Coming Soon: Another Important Choral Première from the Vasari Singers
The Vasari Singers were founded over thirty years ago and over the years they and their director, Jeremy Backhouse have been noted advocates of contemporary choral music. Not just content to perform existing music the choir has commissioned – and recorded – a considerable amount of new music. For their twenty-fifth anniversary they commissioned no less than ten new pieces. Nine of these were included on their album,
Anthems for the 21st Century (review). The tenth commission, The Cloud of Unknowing by Francis Pott, grew into something infinitely more substantial than a short anthem. This major work for tenor soloist, choir and organ, was later premièred and recorded separately by the Vasari Singers (review).
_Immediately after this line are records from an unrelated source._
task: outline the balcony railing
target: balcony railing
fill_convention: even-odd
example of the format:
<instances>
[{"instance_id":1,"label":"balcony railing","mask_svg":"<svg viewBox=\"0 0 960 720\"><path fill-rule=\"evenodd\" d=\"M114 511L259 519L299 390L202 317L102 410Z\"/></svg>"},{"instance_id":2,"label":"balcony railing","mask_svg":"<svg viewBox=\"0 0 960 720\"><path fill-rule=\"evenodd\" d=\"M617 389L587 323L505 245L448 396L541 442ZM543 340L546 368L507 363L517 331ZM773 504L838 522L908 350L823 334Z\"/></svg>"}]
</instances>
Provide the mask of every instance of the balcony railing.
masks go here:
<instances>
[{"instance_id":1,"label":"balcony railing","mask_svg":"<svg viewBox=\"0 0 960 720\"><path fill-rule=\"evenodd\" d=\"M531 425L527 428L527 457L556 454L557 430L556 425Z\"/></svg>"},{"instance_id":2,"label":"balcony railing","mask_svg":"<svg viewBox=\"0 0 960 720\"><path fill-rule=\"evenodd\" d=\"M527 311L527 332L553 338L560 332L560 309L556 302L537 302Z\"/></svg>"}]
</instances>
Another significant addition to the choral repertoire that came about through the enterprise of the Vasari Singers was Gabriel Jackson’s Requiem. Having commissioned and premièred it the group went on to make a very fine recording of it for Naxos (review).
Now Backhouse and the Vasari Singers are about to unveil another substantial commissioned piece. On 17 October 2014 at St Alban’s Church, Holborn, they will give the world première performance of a new 60-minute a cappella work entitled Under the shadow of His wing by Jonathan Rathbone. With this commission the choir continues its commitment to commissioning new works from British composers, and develops further their relationship with Rathbone, a composer whose works it has performed in concert many times.
Under the shadow of His wing is conceived as a live aural experience – something between a concert and a service. It is written for a large acoustic and utilises several different areas of a church. The choir starts and finishes at the back in the gloom and during the performance gradually moves all around the church enveloping the audience with music, which swirls all around them. The piece has been written to incorporate the inevitable time lag between distant choirs. Words are taken from the services of Compline and Evensong, and other poems and hymns connected with night-time and sleep. The work will be performed in semi-darkness.
Under the shadow of His wing consists of 16 individual movements, linked together thematically via the use of plainsong with an overarching theme of a musical journey from darkness to light. The selected texts are a mixture of Latin and English. The central core of the work will be the Magnificat and Nunc Dimittis.
The 16 movements are composed for voices with a range of technical abilities, featuring a variety of part allocations, and are designed so that they may also be suitable for stand-alone performance. In addition, the Magnificat and Nunc Dimittis will be eminently suitable for use during Choral Evensong. These considerations will enable many different sorts of choir to sing the music, and for the movements to be used in a wide range of performance situations.
The work will be recorded on Naxos in February 2015. Before then the Vasari Singers will be performing another new work by Jonathan Rathbone, ‘Christmas Truce’. The choir plan to perform the piece on the Centenary of the famous informal World War I truce on Christmas Eve 2014.